Sie legen viel Wert auf Festival-Trailer. In diesem Jahr spielt der Schauspieler Stacy Keach mit und preist das Filmfest mit Worten von William Shakespeare an. In einem schwachen Jahr schrieb ein Kritiker sogar, der Trailer sei besser als das Festival. Woher kommt dieses besondere Interesse an den Werbefilmen?

Am Anfang haben wir die Trailer als Anti-Werbung verstanden. Die werden ja immer bundesweit in Programmkinos gezeigt und wir dachten, warum sollen wir in München oder Berlin die Leute dazu auffordern nach Oldenburg zu kommen? Deshalb haben wir mit viel Selbstironie gearbeitet, und das hat wiederum den Leuten in Oldenburg gut gefallen. Bei solch einem guten Feedback wurde dann der Ehrgeiz bei uns angestachelt.

Seit zehn Jahren ist die Justizvollzugsanstalt Oldenburgs eine der Spielstätten des Festivals. Wie ist es dazu gekommen?

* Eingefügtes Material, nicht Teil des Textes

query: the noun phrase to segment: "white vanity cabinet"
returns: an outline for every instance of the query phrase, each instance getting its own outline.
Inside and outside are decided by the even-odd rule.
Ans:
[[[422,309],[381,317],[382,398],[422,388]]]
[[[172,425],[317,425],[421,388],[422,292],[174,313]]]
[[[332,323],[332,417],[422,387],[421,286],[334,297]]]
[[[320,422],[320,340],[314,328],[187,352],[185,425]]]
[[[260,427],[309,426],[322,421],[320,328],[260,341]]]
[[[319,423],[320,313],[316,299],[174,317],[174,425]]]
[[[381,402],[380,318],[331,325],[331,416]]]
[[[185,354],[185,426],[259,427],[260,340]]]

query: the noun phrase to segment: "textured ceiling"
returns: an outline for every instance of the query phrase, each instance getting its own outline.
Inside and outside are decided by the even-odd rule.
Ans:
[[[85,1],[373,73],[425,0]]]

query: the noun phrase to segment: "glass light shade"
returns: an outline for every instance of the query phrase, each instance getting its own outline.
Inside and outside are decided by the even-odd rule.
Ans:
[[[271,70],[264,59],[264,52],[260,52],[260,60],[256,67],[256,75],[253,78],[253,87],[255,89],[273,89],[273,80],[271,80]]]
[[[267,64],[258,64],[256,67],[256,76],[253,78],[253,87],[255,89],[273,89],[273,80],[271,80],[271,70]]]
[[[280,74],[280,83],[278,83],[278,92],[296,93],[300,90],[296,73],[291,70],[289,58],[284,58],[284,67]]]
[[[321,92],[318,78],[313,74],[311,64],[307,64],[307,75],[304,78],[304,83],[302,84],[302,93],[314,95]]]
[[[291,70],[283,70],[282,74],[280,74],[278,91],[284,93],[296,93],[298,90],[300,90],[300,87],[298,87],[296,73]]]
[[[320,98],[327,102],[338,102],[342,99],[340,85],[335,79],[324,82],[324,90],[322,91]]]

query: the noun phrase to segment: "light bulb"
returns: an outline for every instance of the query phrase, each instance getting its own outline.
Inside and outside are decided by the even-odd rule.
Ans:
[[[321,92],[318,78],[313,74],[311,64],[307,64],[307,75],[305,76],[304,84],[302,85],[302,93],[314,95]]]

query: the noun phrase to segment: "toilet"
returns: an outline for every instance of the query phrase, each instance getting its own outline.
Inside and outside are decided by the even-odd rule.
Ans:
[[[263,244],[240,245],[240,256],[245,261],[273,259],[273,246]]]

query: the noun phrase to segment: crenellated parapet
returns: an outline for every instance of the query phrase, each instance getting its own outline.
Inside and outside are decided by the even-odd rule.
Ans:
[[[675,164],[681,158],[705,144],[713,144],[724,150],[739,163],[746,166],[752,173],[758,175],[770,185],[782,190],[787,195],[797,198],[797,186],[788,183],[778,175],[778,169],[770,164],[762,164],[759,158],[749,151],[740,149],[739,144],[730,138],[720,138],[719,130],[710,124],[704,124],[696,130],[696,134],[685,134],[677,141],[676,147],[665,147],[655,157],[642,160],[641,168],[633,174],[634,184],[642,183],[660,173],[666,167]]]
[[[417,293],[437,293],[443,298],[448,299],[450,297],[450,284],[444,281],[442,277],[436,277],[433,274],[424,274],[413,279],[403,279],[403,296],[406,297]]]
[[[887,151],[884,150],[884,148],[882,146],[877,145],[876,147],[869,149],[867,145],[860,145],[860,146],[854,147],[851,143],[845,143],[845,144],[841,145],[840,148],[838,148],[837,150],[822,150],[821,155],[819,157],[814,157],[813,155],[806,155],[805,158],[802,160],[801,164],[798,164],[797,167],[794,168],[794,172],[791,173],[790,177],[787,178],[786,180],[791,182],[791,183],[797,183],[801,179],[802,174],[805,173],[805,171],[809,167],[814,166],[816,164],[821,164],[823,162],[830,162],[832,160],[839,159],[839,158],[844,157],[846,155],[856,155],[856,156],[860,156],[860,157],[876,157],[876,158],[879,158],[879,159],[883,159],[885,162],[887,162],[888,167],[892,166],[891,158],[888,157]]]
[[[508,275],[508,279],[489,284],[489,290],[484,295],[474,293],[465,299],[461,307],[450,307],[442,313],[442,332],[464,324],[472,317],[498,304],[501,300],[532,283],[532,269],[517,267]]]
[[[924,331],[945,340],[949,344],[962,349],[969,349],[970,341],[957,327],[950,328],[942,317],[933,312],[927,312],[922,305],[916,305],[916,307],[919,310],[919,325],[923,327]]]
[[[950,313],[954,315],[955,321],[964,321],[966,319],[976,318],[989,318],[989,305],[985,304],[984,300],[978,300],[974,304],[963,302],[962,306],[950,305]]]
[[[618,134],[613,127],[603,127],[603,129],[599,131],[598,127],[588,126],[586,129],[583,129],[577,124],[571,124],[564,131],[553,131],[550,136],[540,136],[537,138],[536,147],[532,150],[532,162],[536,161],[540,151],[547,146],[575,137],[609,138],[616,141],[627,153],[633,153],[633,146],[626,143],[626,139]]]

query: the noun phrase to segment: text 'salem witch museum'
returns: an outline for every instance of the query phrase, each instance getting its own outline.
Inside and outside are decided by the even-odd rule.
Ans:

Ich habe den Anstaltsleiter Gerd Koop mal beim Bier getroffen und wir wollten was zusammen machen. Dann hatte ich den Film „Mein Freund der Mörder“ von Peter Fleischmann im Programm, der ideal zum Knast passte. Im zweiten Jahr wurden die entscheidenden Weichen gestellt und von da haben wir jedes Jahr im Gefängnis Filme aus dem ganz normalen Programm gezeigt. Das ist noch immer einzigartig. So haben die Insassen die Gelegenheit, am kulturellen Leben in der Stadt teilzunehmen und für das Publikum ist die Justizvollzugsanstalt ein sehr exotischer Ort.